Chemosensory Optode Array Based on Pluronic-Stabilized Microspheres for Differential Sensing

Abstract

Differential sensing techniques are becoming nowadays an attractive alternative to classical selective recognition methods due to the “fingerprinting” possibility allowing identifying various analytes without the need to fabricate highly selective binding recognition sites. This work shows for the first time that surfactant-based ion-sensitive microspheres as optodes in the microscale can be designed as cross-sensitive materials; thus, they are perfect candidates as sensing elements for differential sensing. Four types of the newly developed chemosensory microspheres—anion- and cation-selective, sensitive toward amine- and hydroxyl moiety—exhibited a wide range of linear response (two to five orders of magnitude) in absorbance and/or fluorescence mode, great time stability (at least 2 months), as well as good fabrication repeatability. The array of four types of chemosensitive microspheres was capable of perfect pattern-based identification of eight neurotransmitters: dopamine, epinephrine, norepinephrine, γ-aminobutyric acid (GABA), acetylcholine, histamine, taurine, and phenylethylamine. Moreover, it allowed the quantification of neurotransmitters, also in mixtures. Its selectivity toward neurotransmitters was studied using α- and β-amino acids (Ala, Asp, Pro, Tyr, taurine) in simulated blood plasma solution.

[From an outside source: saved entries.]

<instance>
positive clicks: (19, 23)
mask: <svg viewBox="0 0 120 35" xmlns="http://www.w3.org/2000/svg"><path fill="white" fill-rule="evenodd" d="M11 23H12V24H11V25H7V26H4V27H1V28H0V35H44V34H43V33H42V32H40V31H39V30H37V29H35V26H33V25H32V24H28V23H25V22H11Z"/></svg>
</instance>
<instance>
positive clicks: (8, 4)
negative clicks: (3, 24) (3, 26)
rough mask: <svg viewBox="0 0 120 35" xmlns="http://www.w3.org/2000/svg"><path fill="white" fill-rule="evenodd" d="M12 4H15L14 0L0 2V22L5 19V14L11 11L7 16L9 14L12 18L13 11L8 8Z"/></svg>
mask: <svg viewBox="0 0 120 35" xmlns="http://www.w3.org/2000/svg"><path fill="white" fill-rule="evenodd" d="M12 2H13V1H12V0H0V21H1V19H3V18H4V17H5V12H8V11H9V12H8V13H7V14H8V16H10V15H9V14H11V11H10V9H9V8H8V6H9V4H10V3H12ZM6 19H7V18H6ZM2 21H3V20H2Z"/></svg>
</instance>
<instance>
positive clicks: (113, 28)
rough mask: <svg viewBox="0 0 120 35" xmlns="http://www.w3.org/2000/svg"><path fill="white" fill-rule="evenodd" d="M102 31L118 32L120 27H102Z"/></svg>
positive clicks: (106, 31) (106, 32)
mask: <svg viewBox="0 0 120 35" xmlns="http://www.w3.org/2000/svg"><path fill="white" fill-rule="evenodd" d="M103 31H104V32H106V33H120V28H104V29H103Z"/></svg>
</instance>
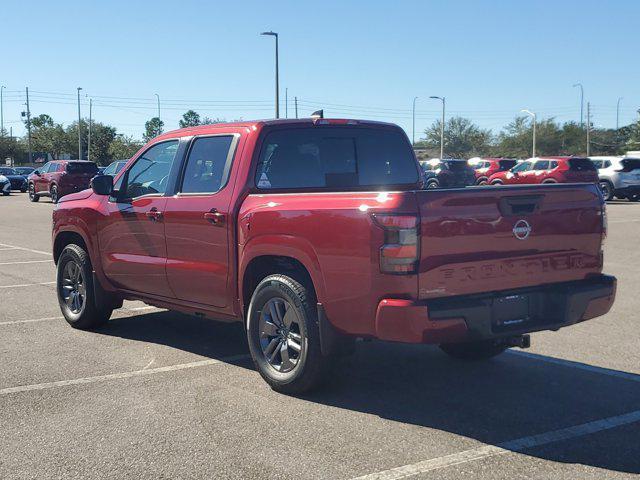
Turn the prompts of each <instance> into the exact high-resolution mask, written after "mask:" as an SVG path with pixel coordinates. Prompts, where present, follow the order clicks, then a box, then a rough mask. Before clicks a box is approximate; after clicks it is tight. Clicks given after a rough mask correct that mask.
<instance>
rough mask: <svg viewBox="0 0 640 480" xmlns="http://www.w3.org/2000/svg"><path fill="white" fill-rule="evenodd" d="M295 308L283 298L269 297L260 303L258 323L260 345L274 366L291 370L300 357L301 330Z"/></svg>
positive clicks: (275, 369)
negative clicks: (271, 297) (270, 297)
mask: <svg viewBox="0 0 640 480" xmlns="http://www.w3.org/2000/svg"><path fill="white" fill-rule="evenodd" d="M300 322H301V321H300V319H299V318H298V314H297V313H296V309H295V308H294V307H293V305H291V304H290V303H289V302H288V301H287V300H285V299H284V298H279V297H276V298H272V299H270V300H269V301H268V302H267V303H266V304H265V305H264V307H263V309H262V312H261V313H260V321H259V324H258V327H259V329H260V330H259V335H260V347H261V348H262V353H263V354H264V357H265V359H266V360H267V362H268V363H269V365H271V366H272V367H273V368H274V369H275V370H277V371H278V372H280V373H286V372H290V371H291V370H293V369H294V368H295V367H296V365H298V361H299V360H300V358H302V354H303V349H304V348H305V347H304V343H305V342H304V336H303V335H304V334H303V330H302V329H301V328H300Z"/></svg>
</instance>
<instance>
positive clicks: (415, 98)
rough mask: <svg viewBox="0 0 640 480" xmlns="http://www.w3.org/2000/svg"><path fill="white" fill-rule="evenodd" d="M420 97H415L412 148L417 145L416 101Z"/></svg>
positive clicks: (413, 100)
mask: <svg viewBox="0 0 640 480" xmlns="http://www.w3.org/2000/svg"><path fill="white" fill-rule="evenodd" d="M417 99H418V97H413V129H412V133H411V146H412V147H413V146H414V145H415V144H416V100H417Z"/></svg>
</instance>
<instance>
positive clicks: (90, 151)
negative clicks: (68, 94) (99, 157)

It was revealed that the chemosensory optode set could recognize subtle differences in the chemical structure based on the differential interaction of microspheres with various moieties present in the molecule. The presented method is simple, versatile, and convenient, and it could be adopted to various quantitative and qualitative analytical tasks due to the simple adjusting of microspheres components and measurement conditions.